Increased cell growth due to a new lipase-GEF (Phospholipase D2) fastly acting on Ras

Abstract

We report the novel finding that Phospholipase D2 (PLD2), through its PX and PH domains, binds specifically to Ras and catalyzes the GDP/GTP exchange (i.e., is a GEF), with potency comparable to Ras-GRF-1, a known Ras-GEF. Cells overexpressing PLD2-GEF inactive mutants (F129Y and R172C/L173A) fail to stimulate cell proliferation compared to the wild type-expressing cells. The GEF effect on Ras follows a faster kinetics than other GTPase substrates (such as Rac2 or Rac1) and is a better substrate, too.

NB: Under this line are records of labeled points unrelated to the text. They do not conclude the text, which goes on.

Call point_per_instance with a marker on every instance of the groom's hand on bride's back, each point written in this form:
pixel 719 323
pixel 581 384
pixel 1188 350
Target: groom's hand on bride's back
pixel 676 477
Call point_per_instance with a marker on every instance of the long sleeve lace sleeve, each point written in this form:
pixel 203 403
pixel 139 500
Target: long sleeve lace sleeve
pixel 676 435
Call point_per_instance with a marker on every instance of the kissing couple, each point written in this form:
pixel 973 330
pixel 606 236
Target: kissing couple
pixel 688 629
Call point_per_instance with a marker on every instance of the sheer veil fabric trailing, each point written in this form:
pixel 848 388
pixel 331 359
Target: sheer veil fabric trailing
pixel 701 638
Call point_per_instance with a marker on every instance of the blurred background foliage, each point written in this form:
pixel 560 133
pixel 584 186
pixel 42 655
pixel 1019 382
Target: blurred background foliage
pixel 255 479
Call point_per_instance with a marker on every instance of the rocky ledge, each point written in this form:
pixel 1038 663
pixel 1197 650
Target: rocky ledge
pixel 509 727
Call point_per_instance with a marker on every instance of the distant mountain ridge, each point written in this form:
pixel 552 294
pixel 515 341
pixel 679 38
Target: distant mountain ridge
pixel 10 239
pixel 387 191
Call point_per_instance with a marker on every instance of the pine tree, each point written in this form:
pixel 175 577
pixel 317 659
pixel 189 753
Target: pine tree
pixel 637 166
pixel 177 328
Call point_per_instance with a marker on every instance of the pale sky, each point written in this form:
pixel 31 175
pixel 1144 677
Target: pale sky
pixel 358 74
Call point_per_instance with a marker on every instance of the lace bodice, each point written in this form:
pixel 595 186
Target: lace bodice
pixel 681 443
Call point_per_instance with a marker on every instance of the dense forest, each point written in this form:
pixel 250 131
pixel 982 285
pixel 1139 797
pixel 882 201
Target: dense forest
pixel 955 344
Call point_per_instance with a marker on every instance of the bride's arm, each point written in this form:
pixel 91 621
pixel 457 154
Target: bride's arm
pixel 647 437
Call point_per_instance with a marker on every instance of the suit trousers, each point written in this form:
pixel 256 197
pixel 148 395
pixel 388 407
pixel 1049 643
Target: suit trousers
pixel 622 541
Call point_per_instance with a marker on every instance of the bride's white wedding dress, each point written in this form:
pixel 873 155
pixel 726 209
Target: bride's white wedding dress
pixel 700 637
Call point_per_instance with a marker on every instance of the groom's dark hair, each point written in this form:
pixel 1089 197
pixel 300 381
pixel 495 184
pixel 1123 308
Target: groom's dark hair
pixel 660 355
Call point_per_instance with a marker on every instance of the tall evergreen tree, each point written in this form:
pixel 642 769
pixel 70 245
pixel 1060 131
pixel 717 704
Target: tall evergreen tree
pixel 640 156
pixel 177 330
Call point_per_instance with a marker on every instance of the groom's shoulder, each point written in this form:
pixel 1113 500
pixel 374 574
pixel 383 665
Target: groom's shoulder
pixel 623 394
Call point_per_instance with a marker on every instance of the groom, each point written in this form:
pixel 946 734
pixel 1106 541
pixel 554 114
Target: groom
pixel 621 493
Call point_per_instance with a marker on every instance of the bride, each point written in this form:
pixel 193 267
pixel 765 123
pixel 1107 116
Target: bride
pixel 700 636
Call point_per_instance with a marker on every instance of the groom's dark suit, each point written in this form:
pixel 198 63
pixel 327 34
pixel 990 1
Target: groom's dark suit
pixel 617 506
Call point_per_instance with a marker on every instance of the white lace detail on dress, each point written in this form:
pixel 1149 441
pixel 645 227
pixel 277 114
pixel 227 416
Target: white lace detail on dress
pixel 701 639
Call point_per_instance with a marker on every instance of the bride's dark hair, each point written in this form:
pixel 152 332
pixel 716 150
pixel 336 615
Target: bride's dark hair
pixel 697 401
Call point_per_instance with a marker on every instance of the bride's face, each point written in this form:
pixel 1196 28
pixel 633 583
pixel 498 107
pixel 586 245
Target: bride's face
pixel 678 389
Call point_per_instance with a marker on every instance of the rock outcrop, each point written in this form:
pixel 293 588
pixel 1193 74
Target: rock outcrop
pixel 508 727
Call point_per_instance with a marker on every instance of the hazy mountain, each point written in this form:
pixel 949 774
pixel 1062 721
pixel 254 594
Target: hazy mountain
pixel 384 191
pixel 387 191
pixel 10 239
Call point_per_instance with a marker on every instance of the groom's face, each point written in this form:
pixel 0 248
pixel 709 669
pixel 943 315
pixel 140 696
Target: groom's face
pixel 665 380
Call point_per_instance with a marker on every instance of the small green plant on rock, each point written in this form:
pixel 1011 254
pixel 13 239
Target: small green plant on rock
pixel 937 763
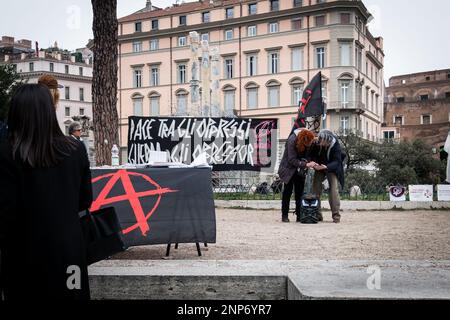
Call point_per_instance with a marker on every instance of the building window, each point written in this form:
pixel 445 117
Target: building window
pixel 273 94
pixel 426 119
pixel 297 94
pixel 373 104
pixel 251 31
pixel 138 27
pixel 296 24
pixel 389 135
pixel 252 98
pixel 324 91
pixel 274 5
pixel 252 63
pixel 273 62
pixel 81 94
pixel 182 78
pixel 181 105
pixel 398 120
pixel 204 37
pixel 228 68
pixel 358 58
pixel 182 41
pixel 345 18
pixel 205 17
pixel 320 21
pixel 229 34
pixel 320 57
pixel 229 103
pixel 137 78
pixel 229 13
pixel 376 104
pixel 273 27
pixel 155 25
pixel 137 46
pixel 297 59
pixel 154 106
pixel 137 107
pixel 154 76
pixel 154 44
pixel 345 54
pixel 252 8
pixel 345 93
pixel 344 125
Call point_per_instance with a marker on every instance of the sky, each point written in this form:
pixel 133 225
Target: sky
pixel 415 32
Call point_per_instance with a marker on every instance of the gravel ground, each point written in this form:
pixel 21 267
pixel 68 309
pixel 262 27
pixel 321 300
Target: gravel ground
pixel 260 235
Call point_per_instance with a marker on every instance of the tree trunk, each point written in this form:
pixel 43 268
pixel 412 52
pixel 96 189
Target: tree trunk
pixel 104 80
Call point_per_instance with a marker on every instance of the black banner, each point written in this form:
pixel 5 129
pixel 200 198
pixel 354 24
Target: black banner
pixel 158 206
pixel 229 143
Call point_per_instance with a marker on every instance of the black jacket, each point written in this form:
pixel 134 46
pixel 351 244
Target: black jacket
pixel 40 232
pixel 333 159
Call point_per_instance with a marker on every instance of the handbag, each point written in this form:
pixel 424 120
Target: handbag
pixel 102 234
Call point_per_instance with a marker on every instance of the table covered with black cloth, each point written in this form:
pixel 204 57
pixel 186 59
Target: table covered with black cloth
pixel 158 205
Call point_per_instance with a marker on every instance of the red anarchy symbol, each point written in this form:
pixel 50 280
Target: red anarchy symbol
pixel 130 195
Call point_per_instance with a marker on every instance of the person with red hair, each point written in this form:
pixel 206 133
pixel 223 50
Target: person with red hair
pixel 292 169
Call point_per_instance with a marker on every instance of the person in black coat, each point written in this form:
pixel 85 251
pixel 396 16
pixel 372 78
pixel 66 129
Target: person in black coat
pixel 326 151
pixel 291 169
pixel 45 182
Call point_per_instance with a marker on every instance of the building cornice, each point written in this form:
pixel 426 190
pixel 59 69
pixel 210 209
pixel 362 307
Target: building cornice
pixel 297 45
pixel 236 22
pixel 62 76
pixel 79 64
pixel 374 59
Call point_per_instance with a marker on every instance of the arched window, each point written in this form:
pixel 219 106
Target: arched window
pixel 229 100
pixel 154 103
pixel 181 102
pixel 273 93
pixel 138 100
pixel 252 95
pixel 297 84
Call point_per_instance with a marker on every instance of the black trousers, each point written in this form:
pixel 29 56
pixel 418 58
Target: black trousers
pixel 297 183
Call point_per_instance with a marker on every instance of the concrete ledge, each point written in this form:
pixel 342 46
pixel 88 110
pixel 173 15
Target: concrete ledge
pixel 268 280
pixel 345 205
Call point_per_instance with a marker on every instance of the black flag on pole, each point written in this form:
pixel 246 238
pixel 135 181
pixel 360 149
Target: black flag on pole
pixel 311 104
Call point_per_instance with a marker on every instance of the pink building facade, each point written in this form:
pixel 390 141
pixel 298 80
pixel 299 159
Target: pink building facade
pixel 269 50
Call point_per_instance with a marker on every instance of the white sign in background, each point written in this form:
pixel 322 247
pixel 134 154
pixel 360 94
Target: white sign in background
pixel 421 193
pixel 443 192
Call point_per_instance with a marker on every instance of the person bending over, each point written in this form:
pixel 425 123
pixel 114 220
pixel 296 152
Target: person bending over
pixel 292 168
pixel 326 151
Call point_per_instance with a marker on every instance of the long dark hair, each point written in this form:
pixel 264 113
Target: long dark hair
pixel 33 129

The GEF action is due to PLD2 (protein) itself, independent of the lipase product PA. PA can still have a fine-tuning regulatory effect on Ras-GTP depending upon its cellular concentration. Rapidly growing human breast cancer cells MDA-MB 231 (but not the slow growing MCF7 counterpart) have high levels of endogenous PLD2-GEF which correlates with high Ras activation. The PLD2-“GEF” activity is even higher than the classical “lipase” activity and is abrogated with GEF single point mutants, particularly F129Y, and concomitantly with a slow rate of cell growth. This can be crucial to cancer biology in that not only Ras mutations explain abnormal growth, but the existence of a new GEF for Ras: a GEF molecule that happens to be a phospholipase.